PORTLAND, Maine (Legal Newsline) -- Not a single person or group testified against a piece of legislation that would make patent trolling more difficult in Maine at a public hearing held last week.
A total of eight people, including state Sen. Anne Haskell and Rep. Jennifer DeChant, both Democrats and the sponsors of Legislative Document 1660, expressed their support for the bill.
Among the others: John Delahanty of the Maine Society of CPAs; Quincy Hentzel, director of governmental affairs for the Maine Credit Union League; Mark Mickeriz of the Maine Bankers Association and president and CEO of SIS Bank; Curtis Picard, the executive director of the Retail Association of Maine; and Matthew H. Street of the American Bankers Association.
"Funds used to avoid the threat of bad faith litigation are no longer available to invest, produce new products, expand or hire new workers, thereby harming state economies," Picard said.
"The narrowly focused language in the bill seeks to facilitate the efficient and prompt resolution of patent infringement claims, protect the state's businesses from abusive and bad faith assertions of patent infringement, and build the state's economy, while at the same time respecting federal law and being careful not to interfere with legitimate patent enforcement actions."
Maine Attorney General Janet Mills did not testify, but submitted a letter in support of LD 1660.
"l remain very concerned about Maine businesses being targeted by broad patent infringement claims," Mills wrote in her letter to state lawmakers.
"l urge businesses and individuals who receive such demand letters to contact us and we will follow up, and I certainly welcome Sen. Haskell's interest in this matter."
Under LD 1660, any company or person can file a lawsuit in superior court against someone who has made a bad faith assertion of patent infringement against them.
The court may award equitable relief, damages, costs and fees, including "reasonable" attorneys fees, and punitive damages equal to $50,000 or three times the total damages, costs and fees -- whichever is greater.
Also under the proposed bill, the attorney general may bring an action for a bad faith assertion in violation of the state's Unfair Trade Practices Act.
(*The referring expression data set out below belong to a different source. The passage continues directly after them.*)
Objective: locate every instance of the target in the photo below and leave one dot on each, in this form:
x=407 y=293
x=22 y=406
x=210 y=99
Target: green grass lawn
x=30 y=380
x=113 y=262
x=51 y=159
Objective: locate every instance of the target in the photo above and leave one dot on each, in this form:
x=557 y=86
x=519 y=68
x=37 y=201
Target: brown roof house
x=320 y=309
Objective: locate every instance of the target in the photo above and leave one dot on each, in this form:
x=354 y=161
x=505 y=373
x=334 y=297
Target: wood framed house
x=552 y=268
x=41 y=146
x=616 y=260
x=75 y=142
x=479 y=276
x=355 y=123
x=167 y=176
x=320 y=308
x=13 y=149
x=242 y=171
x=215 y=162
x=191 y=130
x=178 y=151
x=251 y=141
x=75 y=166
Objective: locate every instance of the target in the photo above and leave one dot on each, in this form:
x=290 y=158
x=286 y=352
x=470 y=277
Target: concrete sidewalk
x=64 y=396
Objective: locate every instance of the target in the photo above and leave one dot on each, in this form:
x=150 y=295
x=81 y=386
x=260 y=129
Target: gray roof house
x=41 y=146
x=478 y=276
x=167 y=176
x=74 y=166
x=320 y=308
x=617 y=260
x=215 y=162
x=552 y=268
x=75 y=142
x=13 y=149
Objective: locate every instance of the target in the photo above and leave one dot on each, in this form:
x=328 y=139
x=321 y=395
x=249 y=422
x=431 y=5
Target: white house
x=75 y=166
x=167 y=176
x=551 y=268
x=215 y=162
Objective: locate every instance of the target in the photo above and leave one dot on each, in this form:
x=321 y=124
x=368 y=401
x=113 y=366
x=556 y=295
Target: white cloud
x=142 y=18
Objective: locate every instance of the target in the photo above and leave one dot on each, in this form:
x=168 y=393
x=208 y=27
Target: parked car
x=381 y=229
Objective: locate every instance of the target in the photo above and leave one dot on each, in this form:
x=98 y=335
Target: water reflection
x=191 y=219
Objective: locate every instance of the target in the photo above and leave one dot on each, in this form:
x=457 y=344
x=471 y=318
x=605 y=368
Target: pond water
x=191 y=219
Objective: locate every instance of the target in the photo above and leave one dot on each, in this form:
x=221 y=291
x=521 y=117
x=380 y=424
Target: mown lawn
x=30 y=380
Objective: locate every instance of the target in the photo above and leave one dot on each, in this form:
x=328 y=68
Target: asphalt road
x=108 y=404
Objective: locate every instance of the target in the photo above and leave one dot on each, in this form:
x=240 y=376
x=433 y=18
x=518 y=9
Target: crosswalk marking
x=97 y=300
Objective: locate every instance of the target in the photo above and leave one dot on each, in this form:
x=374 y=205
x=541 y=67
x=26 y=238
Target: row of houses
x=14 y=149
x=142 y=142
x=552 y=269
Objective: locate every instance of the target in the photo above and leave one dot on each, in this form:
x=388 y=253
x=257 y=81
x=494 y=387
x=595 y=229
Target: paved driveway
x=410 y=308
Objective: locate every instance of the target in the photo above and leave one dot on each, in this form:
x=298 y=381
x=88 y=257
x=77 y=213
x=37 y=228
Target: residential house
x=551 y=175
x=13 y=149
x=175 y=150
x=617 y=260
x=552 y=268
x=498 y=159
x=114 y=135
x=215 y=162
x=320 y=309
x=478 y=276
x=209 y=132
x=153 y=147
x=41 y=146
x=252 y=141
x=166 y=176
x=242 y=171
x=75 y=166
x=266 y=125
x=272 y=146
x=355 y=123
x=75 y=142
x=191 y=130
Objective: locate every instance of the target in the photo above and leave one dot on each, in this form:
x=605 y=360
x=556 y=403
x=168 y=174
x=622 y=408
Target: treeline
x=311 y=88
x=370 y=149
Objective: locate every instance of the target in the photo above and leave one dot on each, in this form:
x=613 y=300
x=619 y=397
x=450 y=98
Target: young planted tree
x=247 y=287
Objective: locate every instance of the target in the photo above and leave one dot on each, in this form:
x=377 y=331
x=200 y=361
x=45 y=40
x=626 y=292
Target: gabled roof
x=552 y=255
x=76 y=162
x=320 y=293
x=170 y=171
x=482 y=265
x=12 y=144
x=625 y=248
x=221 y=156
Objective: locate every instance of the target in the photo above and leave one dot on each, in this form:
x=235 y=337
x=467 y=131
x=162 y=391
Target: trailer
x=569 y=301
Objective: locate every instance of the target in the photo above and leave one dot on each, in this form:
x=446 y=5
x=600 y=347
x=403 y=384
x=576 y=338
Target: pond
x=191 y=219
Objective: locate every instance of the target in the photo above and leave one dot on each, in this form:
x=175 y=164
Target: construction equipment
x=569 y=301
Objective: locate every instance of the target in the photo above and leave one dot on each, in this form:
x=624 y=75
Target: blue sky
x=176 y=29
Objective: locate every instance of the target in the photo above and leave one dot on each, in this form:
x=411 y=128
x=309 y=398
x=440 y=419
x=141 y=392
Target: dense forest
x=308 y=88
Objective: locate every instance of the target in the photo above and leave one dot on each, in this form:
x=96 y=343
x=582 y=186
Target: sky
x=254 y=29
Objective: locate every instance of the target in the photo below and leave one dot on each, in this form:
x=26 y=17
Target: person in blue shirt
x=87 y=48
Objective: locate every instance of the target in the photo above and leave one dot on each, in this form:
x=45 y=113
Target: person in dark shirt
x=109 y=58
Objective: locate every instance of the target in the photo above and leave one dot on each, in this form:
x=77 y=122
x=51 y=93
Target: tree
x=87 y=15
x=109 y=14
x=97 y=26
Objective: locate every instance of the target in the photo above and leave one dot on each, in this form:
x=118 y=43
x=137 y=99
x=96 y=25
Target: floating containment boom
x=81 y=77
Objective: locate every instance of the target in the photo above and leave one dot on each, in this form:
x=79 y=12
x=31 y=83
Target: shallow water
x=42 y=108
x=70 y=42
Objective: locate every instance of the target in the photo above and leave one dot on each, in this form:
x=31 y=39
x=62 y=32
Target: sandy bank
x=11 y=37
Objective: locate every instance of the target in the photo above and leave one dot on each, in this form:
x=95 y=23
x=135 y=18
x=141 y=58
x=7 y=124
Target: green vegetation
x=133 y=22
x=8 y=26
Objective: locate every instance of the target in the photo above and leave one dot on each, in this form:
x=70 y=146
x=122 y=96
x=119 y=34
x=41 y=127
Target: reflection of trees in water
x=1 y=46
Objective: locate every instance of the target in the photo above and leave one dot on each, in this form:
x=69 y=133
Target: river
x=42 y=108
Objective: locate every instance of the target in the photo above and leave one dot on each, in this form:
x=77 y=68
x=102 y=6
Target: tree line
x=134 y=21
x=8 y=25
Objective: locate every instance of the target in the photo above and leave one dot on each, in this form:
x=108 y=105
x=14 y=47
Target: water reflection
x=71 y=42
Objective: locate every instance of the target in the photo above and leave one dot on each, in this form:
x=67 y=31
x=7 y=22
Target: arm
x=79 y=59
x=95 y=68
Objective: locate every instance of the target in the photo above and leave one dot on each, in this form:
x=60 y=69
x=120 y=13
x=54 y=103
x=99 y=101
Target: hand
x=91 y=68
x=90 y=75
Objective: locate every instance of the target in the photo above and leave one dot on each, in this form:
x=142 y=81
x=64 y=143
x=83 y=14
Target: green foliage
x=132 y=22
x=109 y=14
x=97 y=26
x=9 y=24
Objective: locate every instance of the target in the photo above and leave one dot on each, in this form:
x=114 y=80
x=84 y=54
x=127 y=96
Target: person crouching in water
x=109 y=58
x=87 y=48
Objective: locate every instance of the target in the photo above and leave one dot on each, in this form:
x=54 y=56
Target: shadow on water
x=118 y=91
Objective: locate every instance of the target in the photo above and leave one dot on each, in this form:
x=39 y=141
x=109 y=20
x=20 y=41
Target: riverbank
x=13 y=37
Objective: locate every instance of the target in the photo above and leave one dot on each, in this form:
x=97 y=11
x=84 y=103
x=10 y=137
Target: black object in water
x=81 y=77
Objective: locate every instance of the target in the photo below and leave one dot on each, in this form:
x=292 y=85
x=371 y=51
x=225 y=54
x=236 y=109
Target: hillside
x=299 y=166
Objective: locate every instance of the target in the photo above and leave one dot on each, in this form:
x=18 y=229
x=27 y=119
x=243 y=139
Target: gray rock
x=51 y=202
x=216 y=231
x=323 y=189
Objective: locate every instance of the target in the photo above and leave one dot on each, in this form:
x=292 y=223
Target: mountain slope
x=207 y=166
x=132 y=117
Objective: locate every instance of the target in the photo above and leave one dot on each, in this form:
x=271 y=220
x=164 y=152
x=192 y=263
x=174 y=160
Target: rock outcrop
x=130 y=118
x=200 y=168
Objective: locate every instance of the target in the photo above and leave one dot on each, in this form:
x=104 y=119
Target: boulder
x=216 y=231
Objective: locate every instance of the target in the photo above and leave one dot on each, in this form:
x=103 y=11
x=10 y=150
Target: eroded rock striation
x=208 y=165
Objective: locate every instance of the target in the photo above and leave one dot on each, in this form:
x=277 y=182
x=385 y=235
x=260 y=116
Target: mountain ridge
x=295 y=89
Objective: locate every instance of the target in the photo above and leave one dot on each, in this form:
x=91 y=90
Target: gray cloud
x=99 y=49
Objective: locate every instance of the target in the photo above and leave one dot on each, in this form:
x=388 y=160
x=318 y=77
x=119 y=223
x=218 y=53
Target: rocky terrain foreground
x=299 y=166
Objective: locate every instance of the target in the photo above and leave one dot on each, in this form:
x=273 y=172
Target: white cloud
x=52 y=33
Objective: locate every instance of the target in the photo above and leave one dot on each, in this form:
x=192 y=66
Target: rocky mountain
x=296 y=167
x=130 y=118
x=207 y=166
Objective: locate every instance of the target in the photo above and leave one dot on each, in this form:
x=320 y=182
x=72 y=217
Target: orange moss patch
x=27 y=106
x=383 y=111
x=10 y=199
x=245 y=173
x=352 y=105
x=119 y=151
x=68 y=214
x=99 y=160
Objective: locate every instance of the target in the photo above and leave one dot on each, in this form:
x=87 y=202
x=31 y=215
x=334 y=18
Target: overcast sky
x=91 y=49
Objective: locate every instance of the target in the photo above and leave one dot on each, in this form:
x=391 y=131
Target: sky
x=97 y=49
Haskell, who decided to introduce the legislation in December when she heard that quite a few banks in the state were hit by companies claiming to have patents on the banks' ATM software, said she felt like the public hearing, held Feb. 4, went "very well."
"The (judiciary) committee had very thoughtful questions, and I felt like it was very positive," she said.
The committee, she said, seemed "genuinely interested" in the legislation and in learning what it would mean for companies in the state.
"They were very curious about the accusations in these demand letters," Haskell said. "They wanted to see what they looked like up-close, to know exactly what businesses are up against."
She continued, "I think the committee was suitably convinced that this is more than a one-off problem, that this is getting larger."
Haskell said even the banks and credit unions were arm-in-arm in their support for the bill -- something that doesn't happen too often, she noted.
"Maine needs legislation that addresses the bad faith assertions of patent trolls," Hentzell said, speaking on behalf of the credit unions.
"It has proven to be a lucrative opportunity which we fear will only become more prevalent over time unless or until businesses and organizations, such as credit unions, have a defense and other protections at their disposal."
Mickeriz agreed, speaking for the banks. He pointed to his bank's own experience with a so-called patent troll, Automated Transactions LLC.
ATL asserts that its patents cover the use of the Internet in any way, whether connected directly, indirectly or through virtual private networks, to transact business through ATMs.
"In Maine, ATL's alleged patent infringement claims against Maine-based banks is estimated to exceed $1 million if the banks settled via licensing agreements," Mickeriz explained.
"SIS Bank chose to settle early. We made a business decision to join a group of other banks
and reach an upfront licensing fee agreement as opposed to a long drawn out and potentially very expensive legal battle."
Haskell said that's not how someone should have to run their business.
"Making a business decision, even though it goes against their principles -- it's just not right," she said.
A work session was scheduled for the proposed legislation Tuesday.
Haskell said what happens next depends on that work session.
If voted out, the bill then will be sent to the Senate for floor debate and vote.